El hombre moreno no le quitaba el ojo de encima desde que comenzó la ceremonia; para su desgracia, se trataba de uno de los mejores amigos del novio, así que era imposible que desapareciera de su vista. La estaban incomodando sus miradas intensas, ya ni siquiera intentaba esconder su interés. Y, como pasaban los minutos, para Angélica se hacía más difícil disimular el suyo. Algo en ese hombre la atraía de una manera peligrosa, cada aspecto de su persona indicaba peligro.
En los últimos años, la mujer se había convertido en una experta en eludir al peligro, en reconocer ese tipo de hombres a kilómetros de distancia y correr en dirección contraria lo más rápido que pudiera. Esa noche, presa de un extraño embrujo, era incapaz de moverse. Escapar no era una opción, solo podía rogar que el tiempo pasara más rápido para poder esconderse en su compartimento hasta el final de viaje. En ese momento odiaba a Maite y su idea de extender la celebración hasta la Noche Buena.
Ansiosa por un poco de paz, comenzó a caminar por el salón sin rumbo, esquivando las parejas en la pista de baile, quitándose del camino de los niños emocionados que correteaban por ahí. Se refugió detrás del árbol de Navidad, confiada en que ese gigante la ocultaría. Como el año anterior, quedó deslumbrada por su belleza. Y por el hecho de que soportara ese camino largo, lleno de baches, sin perder siquiera una de sus hermosas bolas.
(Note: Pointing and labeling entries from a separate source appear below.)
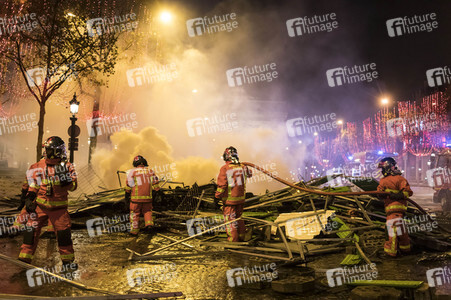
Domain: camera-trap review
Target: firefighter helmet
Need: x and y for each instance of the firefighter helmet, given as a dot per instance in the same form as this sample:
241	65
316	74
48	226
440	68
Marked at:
54	148
388	166
231	154
139	160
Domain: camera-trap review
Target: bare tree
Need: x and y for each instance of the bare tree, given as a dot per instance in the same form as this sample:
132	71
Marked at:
54	36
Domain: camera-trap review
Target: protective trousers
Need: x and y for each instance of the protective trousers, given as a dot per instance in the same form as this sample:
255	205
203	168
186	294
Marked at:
398	236
60	220
235	230
136	210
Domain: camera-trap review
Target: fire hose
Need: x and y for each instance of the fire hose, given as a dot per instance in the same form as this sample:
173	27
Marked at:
304	189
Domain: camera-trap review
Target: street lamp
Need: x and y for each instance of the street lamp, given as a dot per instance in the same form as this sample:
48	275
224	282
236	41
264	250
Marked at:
73	130
384	101
74	105
166	17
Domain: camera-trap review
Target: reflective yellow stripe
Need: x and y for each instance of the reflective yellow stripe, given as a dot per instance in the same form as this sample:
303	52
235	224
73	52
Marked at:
393	207
67	256
136	186
51	203
26	255
141	197
405	193
390	251
35	186
393	241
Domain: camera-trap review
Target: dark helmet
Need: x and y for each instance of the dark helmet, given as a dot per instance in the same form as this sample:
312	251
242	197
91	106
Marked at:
139	160
388	166
230	154
54	148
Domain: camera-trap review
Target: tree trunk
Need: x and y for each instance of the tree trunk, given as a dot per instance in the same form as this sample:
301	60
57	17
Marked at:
40	129
95	114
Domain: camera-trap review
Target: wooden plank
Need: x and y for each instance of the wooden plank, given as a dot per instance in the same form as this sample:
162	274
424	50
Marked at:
388	283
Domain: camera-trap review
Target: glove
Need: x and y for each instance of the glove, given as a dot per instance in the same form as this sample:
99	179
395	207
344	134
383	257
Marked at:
30	204
63	175
22	199
127	199
216	202
397	196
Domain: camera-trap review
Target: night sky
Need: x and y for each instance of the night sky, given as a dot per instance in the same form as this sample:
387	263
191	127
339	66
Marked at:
361	38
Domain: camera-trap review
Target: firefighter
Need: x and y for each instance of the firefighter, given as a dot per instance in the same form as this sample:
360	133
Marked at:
232	191
395	206
22	218
49	181
141	181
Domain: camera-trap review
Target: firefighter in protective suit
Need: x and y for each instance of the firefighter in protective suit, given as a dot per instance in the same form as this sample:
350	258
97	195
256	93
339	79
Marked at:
22	219
395	206
232	191
141	181
49	182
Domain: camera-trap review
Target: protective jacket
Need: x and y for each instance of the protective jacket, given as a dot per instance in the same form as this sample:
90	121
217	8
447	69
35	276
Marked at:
51	179
232	183
395	184
141	181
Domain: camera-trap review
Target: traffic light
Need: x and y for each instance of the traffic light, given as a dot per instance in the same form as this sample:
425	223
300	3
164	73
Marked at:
73	144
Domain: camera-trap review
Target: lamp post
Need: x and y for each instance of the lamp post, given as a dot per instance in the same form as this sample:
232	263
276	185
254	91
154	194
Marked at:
73	130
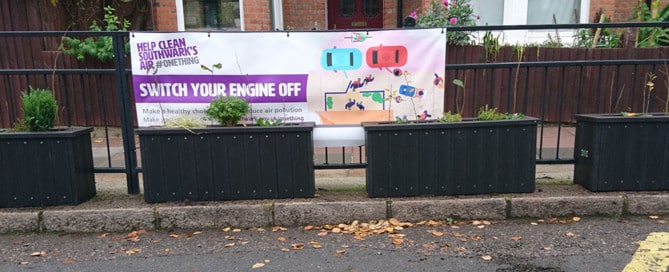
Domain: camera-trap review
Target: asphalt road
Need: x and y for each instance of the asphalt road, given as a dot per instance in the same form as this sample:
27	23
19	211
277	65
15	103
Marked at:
552	244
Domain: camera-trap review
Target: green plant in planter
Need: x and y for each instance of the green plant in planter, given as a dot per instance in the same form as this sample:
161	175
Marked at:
227	110
39	110
450	117
101	47
489	114
267	123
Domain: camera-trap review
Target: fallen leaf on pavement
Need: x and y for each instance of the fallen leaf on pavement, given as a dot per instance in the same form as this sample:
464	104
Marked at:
428	246
275	229
394	222
436	233
38	254
297	246
133	251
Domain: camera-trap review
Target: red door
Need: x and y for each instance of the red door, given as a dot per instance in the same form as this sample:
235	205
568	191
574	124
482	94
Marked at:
355	14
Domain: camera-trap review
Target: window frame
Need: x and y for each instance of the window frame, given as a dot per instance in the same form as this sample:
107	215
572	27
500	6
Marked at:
181	24
515	13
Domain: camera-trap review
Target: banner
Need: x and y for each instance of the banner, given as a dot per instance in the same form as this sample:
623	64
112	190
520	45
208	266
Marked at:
324	77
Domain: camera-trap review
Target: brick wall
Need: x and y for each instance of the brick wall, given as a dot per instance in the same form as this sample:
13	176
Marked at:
257	15
304	15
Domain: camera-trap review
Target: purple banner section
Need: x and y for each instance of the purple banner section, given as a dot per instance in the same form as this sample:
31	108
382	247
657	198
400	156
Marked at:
204	88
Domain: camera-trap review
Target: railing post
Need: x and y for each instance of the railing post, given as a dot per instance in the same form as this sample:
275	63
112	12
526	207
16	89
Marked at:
127	123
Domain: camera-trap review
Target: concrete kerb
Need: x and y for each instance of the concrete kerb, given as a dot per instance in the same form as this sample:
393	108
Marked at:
320	213
215	216
19	222
539	207
97	220
647	204
414	211
309	213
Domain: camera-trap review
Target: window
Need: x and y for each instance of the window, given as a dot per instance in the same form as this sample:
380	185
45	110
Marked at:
551	12
211	14
346	8
370	8
522	12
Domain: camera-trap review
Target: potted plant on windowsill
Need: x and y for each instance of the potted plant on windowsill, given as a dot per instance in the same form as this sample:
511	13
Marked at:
625	151
229	162
42	165
495	153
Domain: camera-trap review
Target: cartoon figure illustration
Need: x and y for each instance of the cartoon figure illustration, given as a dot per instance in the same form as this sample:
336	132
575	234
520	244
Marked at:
420	93
360	106
349	104
424	115
438	81
407	90
359	83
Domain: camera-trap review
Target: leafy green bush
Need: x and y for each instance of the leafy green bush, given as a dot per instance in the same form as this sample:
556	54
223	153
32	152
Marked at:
450	117
227	110
487	113
39	110
651	36
101	47
444	14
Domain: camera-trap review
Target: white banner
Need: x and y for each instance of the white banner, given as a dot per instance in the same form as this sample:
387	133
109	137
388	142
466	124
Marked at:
324	77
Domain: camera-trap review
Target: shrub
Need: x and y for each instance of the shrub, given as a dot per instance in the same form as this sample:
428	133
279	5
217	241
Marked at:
39	110
227	110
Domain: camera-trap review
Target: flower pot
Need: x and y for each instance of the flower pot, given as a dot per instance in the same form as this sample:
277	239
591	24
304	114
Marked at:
619	153
227	163
46	168
468	157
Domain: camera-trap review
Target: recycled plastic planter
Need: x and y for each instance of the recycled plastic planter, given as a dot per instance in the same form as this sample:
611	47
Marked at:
468	157
46	168
227	163
619	153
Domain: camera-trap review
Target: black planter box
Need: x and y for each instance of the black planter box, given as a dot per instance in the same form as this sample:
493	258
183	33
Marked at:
619	153
227	163
46	168
468	157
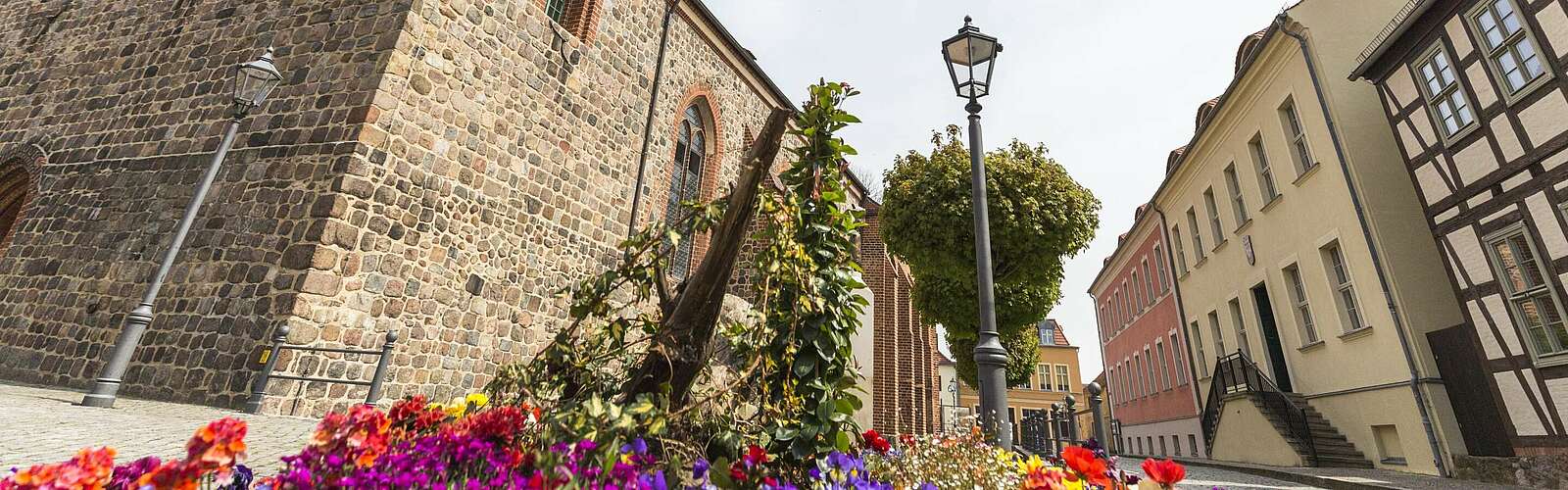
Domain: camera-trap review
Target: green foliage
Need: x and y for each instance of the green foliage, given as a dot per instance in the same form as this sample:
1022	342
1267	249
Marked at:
1039	219
1019	367
933	297
797	390
808	288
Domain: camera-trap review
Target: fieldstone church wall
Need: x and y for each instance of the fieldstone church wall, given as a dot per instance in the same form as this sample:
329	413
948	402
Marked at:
435	167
Lastimosamente, no fue la única que tuvo la brillante idea de esconderse en ese sitio. El motivo de su escape, en primer lugar, fue el primero en encontrarla.
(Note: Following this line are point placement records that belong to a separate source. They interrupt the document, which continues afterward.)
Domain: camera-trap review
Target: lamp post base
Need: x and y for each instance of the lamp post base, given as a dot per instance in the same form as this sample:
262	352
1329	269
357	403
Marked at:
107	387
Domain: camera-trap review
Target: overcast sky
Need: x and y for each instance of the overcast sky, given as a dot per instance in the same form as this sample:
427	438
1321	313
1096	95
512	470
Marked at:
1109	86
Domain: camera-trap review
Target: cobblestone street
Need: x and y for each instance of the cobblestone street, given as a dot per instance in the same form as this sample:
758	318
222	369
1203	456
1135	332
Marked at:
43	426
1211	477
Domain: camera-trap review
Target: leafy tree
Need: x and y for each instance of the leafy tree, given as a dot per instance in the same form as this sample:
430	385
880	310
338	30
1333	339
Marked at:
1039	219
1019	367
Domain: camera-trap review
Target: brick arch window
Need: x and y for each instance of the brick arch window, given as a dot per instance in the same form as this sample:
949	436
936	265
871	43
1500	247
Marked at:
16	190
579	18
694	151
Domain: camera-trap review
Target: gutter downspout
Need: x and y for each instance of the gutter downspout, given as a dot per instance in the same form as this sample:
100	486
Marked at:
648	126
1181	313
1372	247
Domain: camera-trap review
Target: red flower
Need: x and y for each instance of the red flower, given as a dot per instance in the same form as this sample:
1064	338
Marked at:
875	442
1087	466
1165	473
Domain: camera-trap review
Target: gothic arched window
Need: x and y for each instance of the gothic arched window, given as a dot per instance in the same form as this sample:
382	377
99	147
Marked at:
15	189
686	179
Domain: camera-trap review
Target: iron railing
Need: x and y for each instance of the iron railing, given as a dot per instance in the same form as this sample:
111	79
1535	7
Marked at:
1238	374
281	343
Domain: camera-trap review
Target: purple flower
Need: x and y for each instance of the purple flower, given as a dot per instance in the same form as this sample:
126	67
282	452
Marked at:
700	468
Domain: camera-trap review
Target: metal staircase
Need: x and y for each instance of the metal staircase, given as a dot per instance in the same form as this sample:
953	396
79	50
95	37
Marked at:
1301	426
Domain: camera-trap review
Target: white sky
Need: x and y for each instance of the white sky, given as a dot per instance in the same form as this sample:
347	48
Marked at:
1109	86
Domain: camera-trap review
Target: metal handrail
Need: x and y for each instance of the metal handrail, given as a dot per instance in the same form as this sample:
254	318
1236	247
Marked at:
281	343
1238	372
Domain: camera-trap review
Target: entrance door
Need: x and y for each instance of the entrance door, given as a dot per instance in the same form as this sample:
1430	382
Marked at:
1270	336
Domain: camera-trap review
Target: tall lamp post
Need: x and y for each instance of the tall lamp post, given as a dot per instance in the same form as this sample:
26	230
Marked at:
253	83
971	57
—Es una hermosa fiesta. —comentó el hombre con desinterés, haciendo que Angélica sonriera ante lo obvio de su declaración. Tenía una voz suave y melodiosa, lo cual la sorprendió. Había esperado una voz más dura, más vigorosa.
Los ojos se le llenaron de lágrimas al comprender que lo había esperado a él. Ese hombre desconocido, en algún momento de la noche, había adquirido los atributos de su exmarido, en toda su masculinidad y crueldad. No supo qué decir por largos segundos, se quedó mirándolo boquiabierta.
—Lo es. —consiguió murmullar, absorta en sus facciones, mirándolo como si lo viera por primera vez. Si él se dio cuenta de su escrutinio, no mencionó nada. Permanecía apoyado sobre la pared con desinterés y a la vez observando todo lo que ocurría a su alrededor.
—¿Por qué te escondes entonces?
La sorpresa la tomo desprevenida, por eso no respondió nada al instante. En realidad, se preguntó si él tenía la razón y ella realmente se estuviera escondiendo de algo o alguien. Sacudió la cabeza, diciéndose que aquello era una tontería; se obligó a dejarlo pasar. En cambio, sonrió, una sonrisa deslumbrante y perfectamente ensayada apareció en sus labios.
—No me escondo. —rebatió, sin mirarlo a los ojos. Aunque estaba convencida de que él estaba imaginando cosas, no quería correr el riesgo de encontrarse con su mirada.
—Si tú lo dices. —Era evidente que no le creía, pero Angélica se convenció de que la opinión de ese extraño no tenía por qué importarle tanto.
—Yo lo digo. —afirmó, alejándose de lo que debió ser su escondite, pero terminó siendo el infierno.